Q: I am wondering what you could tell me about this set of ivory miniature furniture. I think my grandmother might have received it from a San Francisco family she worked for as a nanny around World War I. The family may have given it away because it had the name of a German town on the little easel. A few of the pieces are broken because they have been through a few earthquakes. Any information would be appreciated.


A: Your pieces are not made from any kind of ivory. Instead, these pieces were carved from bone — probably good old bovine bones of some nature.

How do we know this? Close inspection revealed telltale dark specks on the lid and inside divisions of the miniature sewing table. This is really all we needed to see to know the pieces of dollhouse furniture are bone, probably carved in India during the time of the British Raj (1858-1947). We believe this particular set is circa 1900.

The set appears to consist of the aforementioned easel and sewing table complete with tiny sewing implements inside, plus a bookcase/cabinet filled with books and whatnots, a sofa, two side chairs, a table and a piano with sheet music. We do see damage and losses, but we also see the bookcase/cabinet contains several of the small lopped-off appendages and we hope this means that repair would not be all that difficult for a professional.

To us, one of the more interesting of the pieces is the easel with a photograph (not shown above), which appears to be of the German spa town of Bad Neuenahr (now Bad Neuenahr-Ahrweiler). Specifically, we think the picture may be of the Thermal Badehaus und Kurhaus, a building in Bad Neuenahr that dates to 1900.

The picture we have of the easel is fuzzy, but we think we see the distinctive fountain out front of the Thermal Badehaus. But we could be mistaken. In any event, the photograph appears to be a small single panel from a stereo view of Bad Neuenahr and suggests the set might have been a souvenir from the famous spa town.

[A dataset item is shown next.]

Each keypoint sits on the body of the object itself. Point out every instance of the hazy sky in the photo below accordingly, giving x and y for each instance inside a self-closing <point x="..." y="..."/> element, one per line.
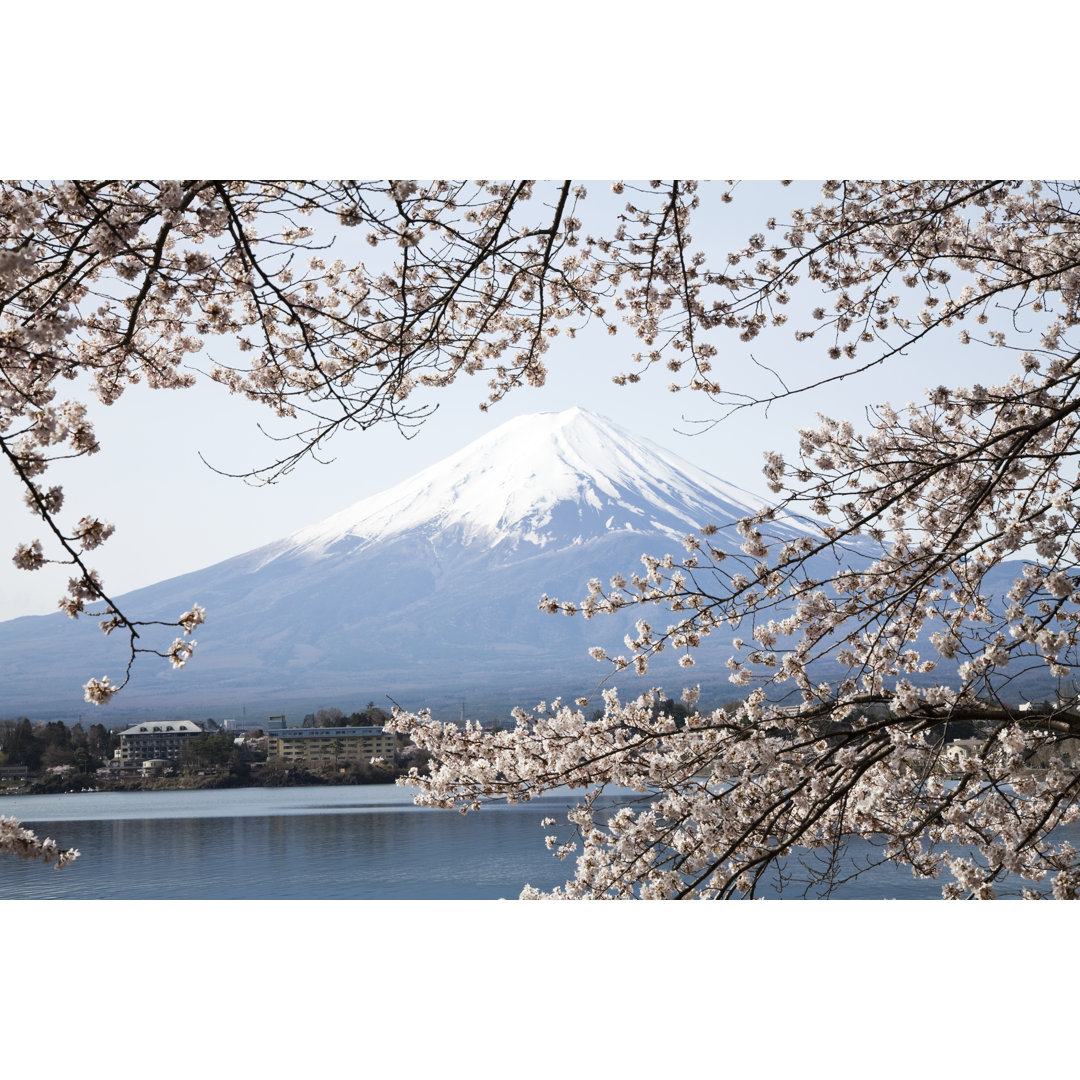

This type of Anglo/Indian bone furniture with its filigree components is not unique and pieces do turn up from time to time. But the added element of the photograph on the easel makes the set somewhat more interesting and desirable to collectors. You should value your set for retail purposes in the range of $800 to $1,000.

Chase doll

Q: I have enclosed photos of a doll that was my mother’s as a child. She was born in 1918, so I think this doll would have been purchased in the early 1920s. It has a trademark on its hip that informs me this is a Chase doll. It is 14 inches tall and has clothes consisting of pantaloons, chemise, dress, socks, shoes and a crocheted sweater. I do not know how many of these items are original. Any information would be appreciated.


A: This is indeed a Martha Jenks Chase doll, and we agree it was probably made in the 1920s. Chase was a doctor’s wife living in Pawtucket, R.I., and a competent seamstress. She had some progressive ideas and felt the dolls available to children during the late 19th century were too fragile and too heavy.

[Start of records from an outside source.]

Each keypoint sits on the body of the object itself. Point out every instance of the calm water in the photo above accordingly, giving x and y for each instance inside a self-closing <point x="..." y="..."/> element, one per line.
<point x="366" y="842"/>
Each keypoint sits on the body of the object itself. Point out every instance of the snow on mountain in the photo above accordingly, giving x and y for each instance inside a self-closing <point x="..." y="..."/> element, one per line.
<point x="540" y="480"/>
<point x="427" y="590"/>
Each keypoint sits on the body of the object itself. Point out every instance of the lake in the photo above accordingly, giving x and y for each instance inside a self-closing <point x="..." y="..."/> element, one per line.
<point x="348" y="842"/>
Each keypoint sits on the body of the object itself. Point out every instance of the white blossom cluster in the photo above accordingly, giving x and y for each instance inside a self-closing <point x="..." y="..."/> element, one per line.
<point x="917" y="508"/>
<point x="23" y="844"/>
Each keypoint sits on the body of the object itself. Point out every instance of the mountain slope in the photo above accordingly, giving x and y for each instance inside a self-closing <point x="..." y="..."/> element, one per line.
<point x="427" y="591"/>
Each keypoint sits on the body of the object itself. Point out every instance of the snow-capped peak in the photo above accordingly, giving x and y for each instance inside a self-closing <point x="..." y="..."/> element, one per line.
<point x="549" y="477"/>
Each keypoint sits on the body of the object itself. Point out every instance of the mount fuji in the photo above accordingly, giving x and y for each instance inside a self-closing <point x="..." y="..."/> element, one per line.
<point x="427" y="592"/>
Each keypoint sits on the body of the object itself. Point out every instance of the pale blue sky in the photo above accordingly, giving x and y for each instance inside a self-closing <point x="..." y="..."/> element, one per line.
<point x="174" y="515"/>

Chase also disliked the mechanical dolls of the time because she thought they diminished children’s use of their innate imagination. She also disliked the popular “fashion” dolls because it was Chase’s opinion that they imparted a materialistic point of view.

In 1889 (some sources say 1899) Chase started a doll-making “factory” in a building in her backyard that became known as the “Dolls’ House.” Chase’s dolls were made from stockinette (a cotton knit material usually used to make undergarments). The material was stiffened with sizing and then hand painted with insoluble paint so the dolls could be washed when they got dirty.

The dolls were stuffed with soft cotton (instead of sawdust), and she reportedly had molds made from bisque doll heads that could be used to form her doll’s heads. The dolls could be purchased either dressed or undressed. They were soft, lightweight and perfect for doll play that would exercise a child’s imagination.

Around 1905, Chase introduced character dolls meant to represent such characters as George and Martha Washington, Benjamin Franklin, various characters from Dickens and “Alice in Wonderland.” Chase died in 1925, but her family continued making dolls into the 1970s.

Your doll is a typical Chase baby and is appropriately dressed. It appears to be in very good condition and should be valued at retail in the $250 to $350 range. Word of warning: Beware of Chase reproductions made in China.

Helaine Fendelman and Joe Rosson have written a number of books on antiques.